Auf dem Flur sitzt Emilie Zeller auf einem gepolsterten Stuhl und unterhält sich. Mit Emma, 72 Zentimeter groß, blaue Augen und mit einer roten, gehäkelten Wollmütze auf dem Kopf. "Wie kann ich Ihnen helfen?", fragt Emma die 97-jährige Seniorin. "Du kannst mir einen Witz erzählen", antwortet diese. "Gerne", sagt Emma: "Treffen sich zwei Roboter. Einer hat eine Schraube locker." Zeller findet das lustig. "Wenn man so alt ist und es geht noch im Kopf, ist es nett, sich unterhalten zu können", sagt sie.
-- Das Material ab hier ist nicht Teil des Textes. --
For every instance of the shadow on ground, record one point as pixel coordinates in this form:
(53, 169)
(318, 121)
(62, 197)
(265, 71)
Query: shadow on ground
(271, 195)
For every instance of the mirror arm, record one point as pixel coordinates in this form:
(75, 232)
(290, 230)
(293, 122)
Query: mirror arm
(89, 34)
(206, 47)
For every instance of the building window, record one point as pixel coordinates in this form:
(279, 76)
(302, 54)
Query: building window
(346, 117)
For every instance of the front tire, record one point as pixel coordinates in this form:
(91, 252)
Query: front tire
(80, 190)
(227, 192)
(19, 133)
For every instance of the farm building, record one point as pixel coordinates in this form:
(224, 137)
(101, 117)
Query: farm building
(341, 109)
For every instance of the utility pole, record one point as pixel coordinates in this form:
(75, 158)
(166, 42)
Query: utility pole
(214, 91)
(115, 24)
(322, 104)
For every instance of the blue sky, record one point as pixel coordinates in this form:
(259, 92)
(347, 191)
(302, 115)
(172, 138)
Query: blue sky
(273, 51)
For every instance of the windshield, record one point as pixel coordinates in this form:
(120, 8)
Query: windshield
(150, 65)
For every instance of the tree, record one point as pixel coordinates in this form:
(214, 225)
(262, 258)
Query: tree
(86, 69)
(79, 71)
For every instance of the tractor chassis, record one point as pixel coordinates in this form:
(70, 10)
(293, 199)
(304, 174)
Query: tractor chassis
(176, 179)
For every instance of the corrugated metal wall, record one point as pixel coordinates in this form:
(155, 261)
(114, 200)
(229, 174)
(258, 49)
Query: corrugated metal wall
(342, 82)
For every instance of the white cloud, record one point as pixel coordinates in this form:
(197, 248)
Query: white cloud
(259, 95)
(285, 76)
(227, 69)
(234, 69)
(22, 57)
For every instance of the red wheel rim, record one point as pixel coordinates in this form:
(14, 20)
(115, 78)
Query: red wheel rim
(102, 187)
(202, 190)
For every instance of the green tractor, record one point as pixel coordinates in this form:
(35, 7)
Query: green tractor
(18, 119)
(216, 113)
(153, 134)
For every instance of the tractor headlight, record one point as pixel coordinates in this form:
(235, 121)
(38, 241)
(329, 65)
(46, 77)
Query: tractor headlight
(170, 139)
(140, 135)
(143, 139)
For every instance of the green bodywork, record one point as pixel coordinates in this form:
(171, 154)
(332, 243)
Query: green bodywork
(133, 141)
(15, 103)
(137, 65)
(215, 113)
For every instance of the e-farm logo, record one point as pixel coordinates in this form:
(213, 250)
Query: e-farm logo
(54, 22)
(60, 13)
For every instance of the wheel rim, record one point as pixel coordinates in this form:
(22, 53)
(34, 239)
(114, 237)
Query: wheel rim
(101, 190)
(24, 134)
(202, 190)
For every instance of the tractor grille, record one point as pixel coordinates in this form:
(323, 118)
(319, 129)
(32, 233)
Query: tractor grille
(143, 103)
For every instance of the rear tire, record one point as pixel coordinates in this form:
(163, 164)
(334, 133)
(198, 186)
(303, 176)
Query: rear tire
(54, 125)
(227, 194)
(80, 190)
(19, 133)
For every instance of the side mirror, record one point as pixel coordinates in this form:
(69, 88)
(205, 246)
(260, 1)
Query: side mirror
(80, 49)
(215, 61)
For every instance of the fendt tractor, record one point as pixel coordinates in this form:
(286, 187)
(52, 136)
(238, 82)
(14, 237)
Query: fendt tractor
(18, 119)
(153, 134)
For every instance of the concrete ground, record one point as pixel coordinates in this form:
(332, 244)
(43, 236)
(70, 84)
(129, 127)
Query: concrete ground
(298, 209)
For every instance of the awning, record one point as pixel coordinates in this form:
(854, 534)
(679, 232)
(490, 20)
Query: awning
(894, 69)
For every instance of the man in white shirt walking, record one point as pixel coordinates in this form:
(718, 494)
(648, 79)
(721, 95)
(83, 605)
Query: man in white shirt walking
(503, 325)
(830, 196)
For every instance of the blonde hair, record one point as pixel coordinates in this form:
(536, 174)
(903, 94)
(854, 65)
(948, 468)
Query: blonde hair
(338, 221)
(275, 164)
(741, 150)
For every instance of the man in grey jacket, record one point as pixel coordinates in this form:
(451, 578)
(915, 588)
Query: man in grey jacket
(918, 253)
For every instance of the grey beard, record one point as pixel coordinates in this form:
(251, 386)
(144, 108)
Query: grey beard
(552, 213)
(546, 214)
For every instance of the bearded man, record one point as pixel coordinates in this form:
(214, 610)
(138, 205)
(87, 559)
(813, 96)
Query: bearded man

Doch diese Unterhaltung ist etwas Besonderes. Denn wenn man Emma fragt, wer sie sei, antwortet sie: "Ich bin ein Roboter und lebe hier im Haus am Wiesengrund."
Das Haus steht in Albershausen 40 Kilometer östlich von Stuttgart, und ist eines der Pflegeheime der Evangelischen Heimstiftung. In dem zweistöckigen Gebäude gibt es vier sogenannte Wohnzimmer, in denen sich die Senioren außerhalb ihrer Zimmer aufhalten, dazu einen großen Speisesaal.
Wenn die Sonne scheint, sitzen die Bewohner auch gerne auf dem Platz vor dem Eingang. Soweit nichts Ungewöhnliches. Aber: Am Wiesengrund läuft seit ein paar Monaten ein Pilotprojekt zum Einsatz von sozialen Robotern bei der Betreuung von Senioren.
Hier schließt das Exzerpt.